A formateur (French for someone who forms, who constitutes) is a politician who is appointed to lead the formation of a coalition government, after either a general election or the collapse of a previous government. The role of the formateur is especially important in the politics of Belgium, the Netherlands, Luxembourg, Italy, Israel and the Czech Republic. These countries have a parliamentary system, where the executive is elected by the legislature. They also use proportional representation for elections to parliament, and have a multiparty system that makes it improbable for one party to win an outright majority. There may be several combinations of parties which might form a coalition. The Formateur is traditionally appointed by the head of state but in the Netherlands that became the right of the Speaker of the Lower house ('president of the Second Chamber') in the early 21st century.
The formateur most often comes from the largest party in the future coalition (although an even larger party may remain in the opposition) and generally becomes the new head of government if the formation succeeds. Under a constitutional monarchy this appointment may be a reserve power of the monarch, and remains one of the rare moments when a mostly ceremonial monarch may play a significant political role.
The formateur's work may be preceded by one or more informateurs, also appointed by the same authority as the formateur. The informateur is not expected to finalize a coalition, but attempts to find enough points of agreement to identify a likely coalition, from which a formateur is then selected to conclude a political program and compose a cabinet, usually headed by himself. The informateur should be someone not otherwise considered for ministerial office, although some do obtain a portfolio in the future government. The role is often filled by a retired statesperson of some stature, often a former government minister or party leader.
These positions are usually not described in any statute, but they tend to become part of political tradition. Informateurs have become customary in Belgium and the Netherlands since the 1950s.
In Belgian political parties, nearly identical political ideologies are represented by distinct parties for each language. This may lead to coalitions of four or more parties. The post of informateur became too prestigious to risk failure, so new terms for essentially the same task were introduced, such as "royal mediator" and "explorer" after the 2007 Belgian government formation failed for months to produce a clear prospect for a majority, and "preformateur" (presumed to succeed himself as formateur and PM if successful) after the 2010 federal elections. The job can even be shared by two conjoint (In)Formateurs, e.g. a Flemish and a Francophone one.
In the Netherlands, the coalition usually comprises two or three parties. Ever since the Netherlands adopted proportional representation in 1918, no party has even come close to winning an outright majority in the House of Representatives. Thus, the formation process is at least as, if not more, important than the election itself.
The informateur, who researches the possible coalition options before a new cabinet is formed, is often a veteran politician, member of the Senate or Council of State. Often the informateur presides over talks with possible coalition partners, leading to a communal program, the coalition agreement. Sometimes, after the formation of a cabinet, the informateur becomes a minister. Piet Hein Donner was the informateur of the First Balkenende cabinet, and afterwards became Minister of Justice.

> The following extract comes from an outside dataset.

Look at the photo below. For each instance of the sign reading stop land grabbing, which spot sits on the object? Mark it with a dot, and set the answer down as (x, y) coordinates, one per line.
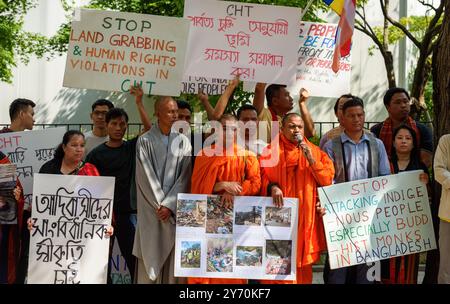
(257, 42)
(376, 219)
(315, 56)
(113, 50)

Once the informateur has found a potentially successful coalition, he goes back to the monarch, who appoints a formateur, who presides over the talks about the ministerial positions that are held between the parties that have already established a regeerakkoord. Once the details are finalized, the formateur is ready to accept a formal invitation to become prime minister. Jan Peter Balkenende was the formateur of the Second Balkenende cabinet.
In provincial and municipal politics, a formateur can also be appointed. In the past, the negotiations were led by the largest party; but especially in tough negotiations, a formateur is appointed to be a "chairman" during the negotiations which is somewhat more neutral. The difference with a formateur on national level is that this local formateur does not report to the king, but to the mayor (municipal) or the King's Commissioner (provincial).